Preparing to run the Redshift collector
Setting up pre-requisites for running the collectors
Make sure that the machine from where you are running the collector meets the following hardware and software requirements.
Item | Requirement |
---|---|
Hardware (for on-premise runs only) | |
RAM | 8 GB |
CPU | 2 Ghz processor |
Software (for on-premise runs only) | |
Docker | Click here to get Docker. |
JDBC Driver | The computer should have the appropriate JDBC driver on its file system. |
data.world specific objects (for both cloud and on-premise runs) | |
Dataset | You must have a ddw-catalogs (or other) dataset set up to hold your catalog files when you are done running the collector. If you are using Catalog Toolkit , follow these instructions to prepare the datasets for collectors. |
Preparing Redshift for collectors
Setting up permissions
Run the following SQL statements to set up a new user with appropriate permissions to harvest from Redshift. For more information, see the Redshift documentation.
Create a new user.
CREATE USER ddw_user PASSWORD '<password>';
Grant the following permissions to the new user. Update <schemaName> for each schema you want to harvest.
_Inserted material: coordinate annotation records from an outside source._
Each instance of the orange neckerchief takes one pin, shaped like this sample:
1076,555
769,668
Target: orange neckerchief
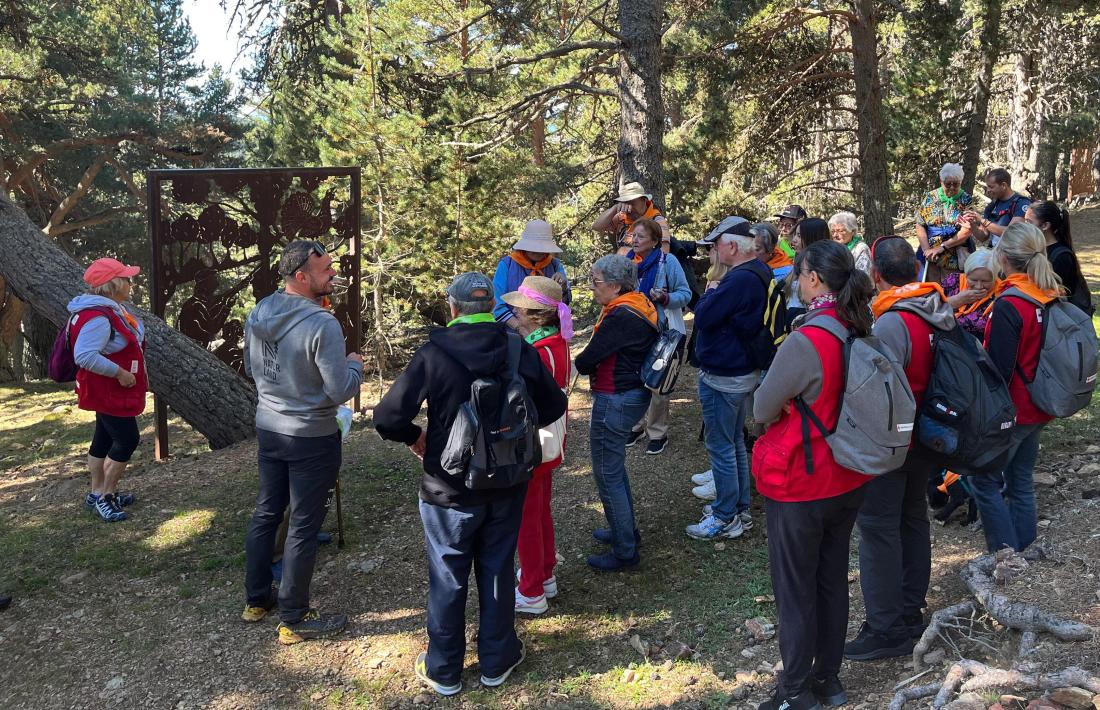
536,270
887,299
779,259
1026,285
988,301
636,301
-- Grant USAGE access to the target schemas GRANT USAGE ON SCHEMA <schemaName> TO ddw_user; -- Grant USAGE access on the pg_catalog schemas to query stored procedures and extended metadata GRANT USAGE ON SCHEMA pg_catalog TO ddw_user; -- Grant SELECT access on all tables within the target schemas GRANT SELECT ON ALL TABLES IN SCHEMA <schemaName> TO ddw_user; -- Grant SELECT access on all tables within the pg_catalog schemas to query stored procedures and extended metadata GRANT SELECT ON ALL TABLES IN SCHEMA pg_catalog TO ddw_user;
Obtaining the driver
Important
This task is only required for on-premise run of collectors.
Make sure you download the appropriate JDBC driver for Redshift on the machine from where you will run the collector.